Conside a variant of the last example where the returned string contains characters beyond the ASCII range.
#include <string.h>
#include <stdlib.h>
__declspec(dllexport) void __cdecl random_string2(int length, char *string)
{
int ii;
for (ii = 0; ii < length ; ii++)
string[ii] = 225 + rand() % 26;
string[length] = 0;
}
#include <string.h>
#include <stdlib.h>
void random_string2(int length, char *string)
{
int ii;
for (ii = 0; ii < length ; ii++)
string[ii] = 225 + rand() % 26;
string[length] = 0;
}
A foreign function defined like random-string above is inadequate by itself here because the default external format is that for the default C locale, ASCII. This will signal error when it encounters a non-ASCII character code. There are two approaches to handling non-ASCII characters.
1. Pass an appropriate external format, in this case it is Latin-1:
(fli:define-foreign-function (random-string2
"random_string2"
:source)
((length :int)
(return-string (:reference-return
(:ef-mb-string
:limit 256
:external-format :latin-1))))
:result-type nil
:lambda-list (length &aux return-string)
:calling-convention :cdecl)
(random-string2 3)
=>
"òãö"
(random-string2 6)
=>
"óãøççâ"
2. Set the locale, using set-locale.
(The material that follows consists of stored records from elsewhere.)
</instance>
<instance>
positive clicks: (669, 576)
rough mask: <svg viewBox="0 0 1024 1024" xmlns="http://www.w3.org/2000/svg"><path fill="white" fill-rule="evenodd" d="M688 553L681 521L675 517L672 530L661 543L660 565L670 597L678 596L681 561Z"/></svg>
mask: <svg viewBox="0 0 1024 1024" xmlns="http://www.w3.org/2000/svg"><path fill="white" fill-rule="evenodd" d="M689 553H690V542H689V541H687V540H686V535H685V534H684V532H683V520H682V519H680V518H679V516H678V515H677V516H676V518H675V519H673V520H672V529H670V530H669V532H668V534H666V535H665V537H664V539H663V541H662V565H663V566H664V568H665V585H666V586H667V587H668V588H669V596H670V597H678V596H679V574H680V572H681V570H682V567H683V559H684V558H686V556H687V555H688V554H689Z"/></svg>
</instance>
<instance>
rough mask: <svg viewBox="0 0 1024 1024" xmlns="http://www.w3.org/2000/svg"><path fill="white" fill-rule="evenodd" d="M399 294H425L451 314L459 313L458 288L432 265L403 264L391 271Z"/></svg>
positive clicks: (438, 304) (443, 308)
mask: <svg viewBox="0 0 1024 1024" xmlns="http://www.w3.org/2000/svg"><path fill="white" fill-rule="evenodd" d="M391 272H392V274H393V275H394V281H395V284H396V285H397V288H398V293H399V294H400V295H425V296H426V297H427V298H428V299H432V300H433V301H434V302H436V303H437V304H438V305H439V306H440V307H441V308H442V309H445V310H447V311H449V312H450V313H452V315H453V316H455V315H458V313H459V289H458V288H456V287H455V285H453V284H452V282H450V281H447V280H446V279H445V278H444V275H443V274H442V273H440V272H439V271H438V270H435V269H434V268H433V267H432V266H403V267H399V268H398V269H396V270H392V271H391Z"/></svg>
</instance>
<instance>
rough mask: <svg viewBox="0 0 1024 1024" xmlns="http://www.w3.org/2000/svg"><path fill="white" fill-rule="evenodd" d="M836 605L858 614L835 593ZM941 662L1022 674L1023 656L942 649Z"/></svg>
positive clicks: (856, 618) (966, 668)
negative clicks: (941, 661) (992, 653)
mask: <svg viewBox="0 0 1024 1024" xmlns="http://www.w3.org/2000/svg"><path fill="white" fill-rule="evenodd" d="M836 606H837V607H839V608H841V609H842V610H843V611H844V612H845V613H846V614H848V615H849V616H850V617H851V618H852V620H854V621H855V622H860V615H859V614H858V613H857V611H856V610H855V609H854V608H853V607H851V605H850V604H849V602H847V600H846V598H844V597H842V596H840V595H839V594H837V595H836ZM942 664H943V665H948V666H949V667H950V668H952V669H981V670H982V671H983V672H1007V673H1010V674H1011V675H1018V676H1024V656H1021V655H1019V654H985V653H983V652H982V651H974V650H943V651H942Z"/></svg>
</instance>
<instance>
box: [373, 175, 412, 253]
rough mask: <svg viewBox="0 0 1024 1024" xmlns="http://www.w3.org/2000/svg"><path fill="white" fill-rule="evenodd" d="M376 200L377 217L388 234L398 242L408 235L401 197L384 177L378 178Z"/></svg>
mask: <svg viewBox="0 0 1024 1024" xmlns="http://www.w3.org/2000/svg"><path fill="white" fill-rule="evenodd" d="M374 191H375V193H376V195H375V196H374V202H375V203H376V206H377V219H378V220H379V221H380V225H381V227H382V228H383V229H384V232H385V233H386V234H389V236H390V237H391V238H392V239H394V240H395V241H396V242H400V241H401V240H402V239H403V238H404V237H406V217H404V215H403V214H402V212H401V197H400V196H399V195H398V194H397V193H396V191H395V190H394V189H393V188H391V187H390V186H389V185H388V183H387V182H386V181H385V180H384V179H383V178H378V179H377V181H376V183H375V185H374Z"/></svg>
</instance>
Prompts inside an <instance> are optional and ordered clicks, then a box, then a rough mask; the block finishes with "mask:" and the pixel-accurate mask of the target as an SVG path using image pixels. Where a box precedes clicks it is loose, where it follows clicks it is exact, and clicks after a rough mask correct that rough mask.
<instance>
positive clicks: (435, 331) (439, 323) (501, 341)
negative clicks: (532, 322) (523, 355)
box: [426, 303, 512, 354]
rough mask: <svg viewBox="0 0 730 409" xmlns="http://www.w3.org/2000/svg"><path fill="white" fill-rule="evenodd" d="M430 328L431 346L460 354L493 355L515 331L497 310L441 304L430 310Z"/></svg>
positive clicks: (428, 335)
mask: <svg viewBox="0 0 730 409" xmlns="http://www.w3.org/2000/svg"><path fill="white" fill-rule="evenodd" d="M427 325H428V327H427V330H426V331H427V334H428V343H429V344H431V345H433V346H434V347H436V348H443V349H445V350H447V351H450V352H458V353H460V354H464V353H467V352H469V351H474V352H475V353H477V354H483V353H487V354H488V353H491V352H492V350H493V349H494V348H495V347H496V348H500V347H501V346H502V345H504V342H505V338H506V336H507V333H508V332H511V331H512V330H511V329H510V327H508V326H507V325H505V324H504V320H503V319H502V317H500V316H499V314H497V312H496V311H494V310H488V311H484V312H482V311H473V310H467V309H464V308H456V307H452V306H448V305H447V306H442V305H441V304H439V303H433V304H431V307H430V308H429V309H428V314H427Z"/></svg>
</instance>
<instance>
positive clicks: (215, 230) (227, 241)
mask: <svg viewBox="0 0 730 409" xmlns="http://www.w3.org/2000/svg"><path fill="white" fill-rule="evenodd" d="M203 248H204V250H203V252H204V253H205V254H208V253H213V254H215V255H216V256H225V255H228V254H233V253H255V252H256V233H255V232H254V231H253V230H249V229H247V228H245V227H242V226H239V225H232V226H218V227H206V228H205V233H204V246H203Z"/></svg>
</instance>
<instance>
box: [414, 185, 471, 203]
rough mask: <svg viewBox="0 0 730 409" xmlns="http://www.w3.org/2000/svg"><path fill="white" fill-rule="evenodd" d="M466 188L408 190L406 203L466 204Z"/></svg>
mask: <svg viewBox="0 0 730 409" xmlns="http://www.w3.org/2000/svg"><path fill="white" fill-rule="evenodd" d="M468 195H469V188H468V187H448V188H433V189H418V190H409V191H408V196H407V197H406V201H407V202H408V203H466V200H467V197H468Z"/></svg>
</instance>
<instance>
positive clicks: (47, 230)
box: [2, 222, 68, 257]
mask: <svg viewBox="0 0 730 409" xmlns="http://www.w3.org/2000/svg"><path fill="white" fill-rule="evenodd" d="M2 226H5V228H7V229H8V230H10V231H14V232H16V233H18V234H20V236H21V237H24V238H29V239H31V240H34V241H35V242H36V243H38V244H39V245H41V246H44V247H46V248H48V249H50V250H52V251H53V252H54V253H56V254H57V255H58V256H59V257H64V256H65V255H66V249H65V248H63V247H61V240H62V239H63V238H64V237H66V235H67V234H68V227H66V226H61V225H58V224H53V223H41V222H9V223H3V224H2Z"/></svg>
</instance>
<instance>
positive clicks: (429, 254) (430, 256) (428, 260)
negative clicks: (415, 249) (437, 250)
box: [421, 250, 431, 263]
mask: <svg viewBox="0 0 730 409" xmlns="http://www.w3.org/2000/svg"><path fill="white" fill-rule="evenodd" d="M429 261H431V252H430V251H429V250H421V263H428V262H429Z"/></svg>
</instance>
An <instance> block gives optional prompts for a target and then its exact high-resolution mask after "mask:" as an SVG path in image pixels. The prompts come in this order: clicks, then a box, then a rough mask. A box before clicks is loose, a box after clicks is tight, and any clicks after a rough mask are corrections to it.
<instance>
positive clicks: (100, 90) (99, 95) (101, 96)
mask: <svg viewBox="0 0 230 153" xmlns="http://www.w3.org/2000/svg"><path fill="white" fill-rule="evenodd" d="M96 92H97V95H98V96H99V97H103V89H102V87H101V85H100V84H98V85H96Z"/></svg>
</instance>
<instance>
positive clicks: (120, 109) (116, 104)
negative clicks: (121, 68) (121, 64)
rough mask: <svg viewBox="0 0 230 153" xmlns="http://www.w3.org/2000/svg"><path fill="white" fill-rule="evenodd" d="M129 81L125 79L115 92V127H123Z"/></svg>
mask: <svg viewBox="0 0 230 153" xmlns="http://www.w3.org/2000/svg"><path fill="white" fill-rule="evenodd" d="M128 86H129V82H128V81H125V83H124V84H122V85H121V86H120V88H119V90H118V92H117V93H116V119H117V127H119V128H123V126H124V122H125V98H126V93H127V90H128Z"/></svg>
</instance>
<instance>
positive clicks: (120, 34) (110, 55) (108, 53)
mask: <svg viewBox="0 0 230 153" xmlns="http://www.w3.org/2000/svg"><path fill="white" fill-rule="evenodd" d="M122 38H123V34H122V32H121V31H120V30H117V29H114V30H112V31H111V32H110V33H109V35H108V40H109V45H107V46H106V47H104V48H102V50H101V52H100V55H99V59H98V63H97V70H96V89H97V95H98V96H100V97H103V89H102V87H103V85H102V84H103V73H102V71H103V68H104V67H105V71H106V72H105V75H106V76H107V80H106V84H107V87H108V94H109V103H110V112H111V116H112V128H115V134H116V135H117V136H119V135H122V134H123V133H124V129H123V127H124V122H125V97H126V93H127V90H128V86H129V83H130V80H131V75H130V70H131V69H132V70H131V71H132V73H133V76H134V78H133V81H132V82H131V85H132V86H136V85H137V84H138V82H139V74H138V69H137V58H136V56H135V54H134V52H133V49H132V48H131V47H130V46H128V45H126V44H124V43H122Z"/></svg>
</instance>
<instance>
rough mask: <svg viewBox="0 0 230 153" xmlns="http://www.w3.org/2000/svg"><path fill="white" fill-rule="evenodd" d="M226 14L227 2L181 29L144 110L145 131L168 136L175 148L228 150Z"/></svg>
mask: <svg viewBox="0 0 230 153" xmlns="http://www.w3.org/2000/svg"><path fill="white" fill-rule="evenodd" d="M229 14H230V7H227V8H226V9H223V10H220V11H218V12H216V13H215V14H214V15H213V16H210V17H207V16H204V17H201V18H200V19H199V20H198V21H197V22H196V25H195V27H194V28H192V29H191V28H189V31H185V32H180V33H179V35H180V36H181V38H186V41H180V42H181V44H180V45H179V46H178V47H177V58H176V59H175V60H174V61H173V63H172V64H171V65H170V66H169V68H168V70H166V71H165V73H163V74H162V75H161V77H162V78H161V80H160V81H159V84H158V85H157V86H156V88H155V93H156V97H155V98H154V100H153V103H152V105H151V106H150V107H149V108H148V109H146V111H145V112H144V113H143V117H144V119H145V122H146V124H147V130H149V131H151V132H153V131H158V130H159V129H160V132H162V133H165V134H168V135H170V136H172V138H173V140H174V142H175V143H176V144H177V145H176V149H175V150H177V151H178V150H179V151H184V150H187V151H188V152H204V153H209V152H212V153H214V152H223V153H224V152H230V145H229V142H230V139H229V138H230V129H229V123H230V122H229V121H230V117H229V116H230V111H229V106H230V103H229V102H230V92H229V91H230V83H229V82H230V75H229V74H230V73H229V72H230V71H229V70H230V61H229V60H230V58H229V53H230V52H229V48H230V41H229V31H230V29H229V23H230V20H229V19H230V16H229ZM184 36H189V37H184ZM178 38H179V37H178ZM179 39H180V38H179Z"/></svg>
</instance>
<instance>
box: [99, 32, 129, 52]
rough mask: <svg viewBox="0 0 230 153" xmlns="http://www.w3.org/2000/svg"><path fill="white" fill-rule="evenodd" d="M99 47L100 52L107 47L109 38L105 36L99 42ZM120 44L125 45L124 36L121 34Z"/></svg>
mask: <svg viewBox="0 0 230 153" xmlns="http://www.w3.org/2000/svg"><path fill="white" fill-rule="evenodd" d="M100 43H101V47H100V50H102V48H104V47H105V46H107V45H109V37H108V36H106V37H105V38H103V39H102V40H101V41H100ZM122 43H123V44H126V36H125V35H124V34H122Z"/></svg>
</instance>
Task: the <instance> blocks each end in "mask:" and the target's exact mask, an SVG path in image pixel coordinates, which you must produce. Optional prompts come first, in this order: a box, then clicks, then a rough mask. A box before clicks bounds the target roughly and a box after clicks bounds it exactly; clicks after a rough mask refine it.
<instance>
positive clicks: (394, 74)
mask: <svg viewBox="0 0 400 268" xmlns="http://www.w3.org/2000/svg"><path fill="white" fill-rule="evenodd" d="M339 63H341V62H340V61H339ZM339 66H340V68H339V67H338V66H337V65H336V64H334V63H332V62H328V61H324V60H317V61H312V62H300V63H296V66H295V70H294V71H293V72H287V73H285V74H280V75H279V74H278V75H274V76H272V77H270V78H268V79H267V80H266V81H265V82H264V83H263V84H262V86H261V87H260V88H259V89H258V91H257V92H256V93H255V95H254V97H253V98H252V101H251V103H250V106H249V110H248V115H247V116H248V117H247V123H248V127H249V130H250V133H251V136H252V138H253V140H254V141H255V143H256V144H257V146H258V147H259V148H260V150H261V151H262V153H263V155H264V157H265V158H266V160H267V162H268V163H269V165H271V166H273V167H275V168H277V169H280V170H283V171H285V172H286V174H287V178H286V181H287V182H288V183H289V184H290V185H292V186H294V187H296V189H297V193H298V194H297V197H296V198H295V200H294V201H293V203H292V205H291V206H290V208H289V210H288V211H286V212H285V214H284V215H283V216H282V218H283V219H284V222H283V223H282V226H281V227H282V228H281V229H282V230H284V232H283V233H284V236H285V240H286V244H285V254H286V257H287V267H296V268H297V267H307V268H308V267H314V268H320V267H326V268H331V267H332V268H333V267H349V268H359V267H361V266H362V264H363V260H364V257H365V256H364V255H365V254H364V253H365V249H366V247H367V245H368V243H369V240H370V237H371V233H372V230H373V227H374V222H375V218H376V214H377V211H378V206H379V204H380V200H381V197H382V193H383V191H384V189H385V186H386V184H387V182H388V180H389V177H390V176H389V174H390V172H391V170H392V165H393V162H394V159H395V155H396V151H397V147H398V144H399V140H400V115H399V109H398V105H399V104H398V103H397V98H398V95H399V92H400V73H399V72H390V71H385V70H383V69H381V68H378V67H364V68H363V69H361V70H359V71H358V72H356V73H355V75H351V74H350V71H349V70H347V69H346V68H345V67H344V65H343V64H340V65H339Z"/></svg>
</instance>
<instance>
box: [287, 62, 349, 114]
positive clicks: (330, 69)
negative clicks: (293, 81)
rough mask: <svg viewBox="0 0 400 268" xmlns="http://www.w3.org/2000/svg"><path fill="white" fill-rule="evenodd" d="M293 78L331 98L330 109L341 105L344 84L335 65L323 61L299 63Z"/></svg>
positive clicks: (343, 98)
This sets the C locale and switches the FLI to use an appropriate default wherever an external-format argument is accepted.
(fli:define-foreign-function (random-string
"random_string2"
:source)
((length :int)
(return-string (:reference-return
(:ef-mb-string
:limit 256))))
:result-type nil
:lambda-list (length &aux return-string)
:calling-convention :cdecl)
On a Windows system with current Code Page for Western European languages:
(fli:set-locale)
=>
(win32:code-page :id 1252)
On a Unix/Linux system with a Latin-1/ISO8859-1 default locale:
(fli:set-locale)
=>
:latin-1
After the default external-format has been switched:
(random-string 6)
=>
"≤èñçèõ"
If you do not actually wish to set the C locale, you can call
set-locale-encodings which merely switches the FLI to use the specified external formats where an external-format argument is accepted.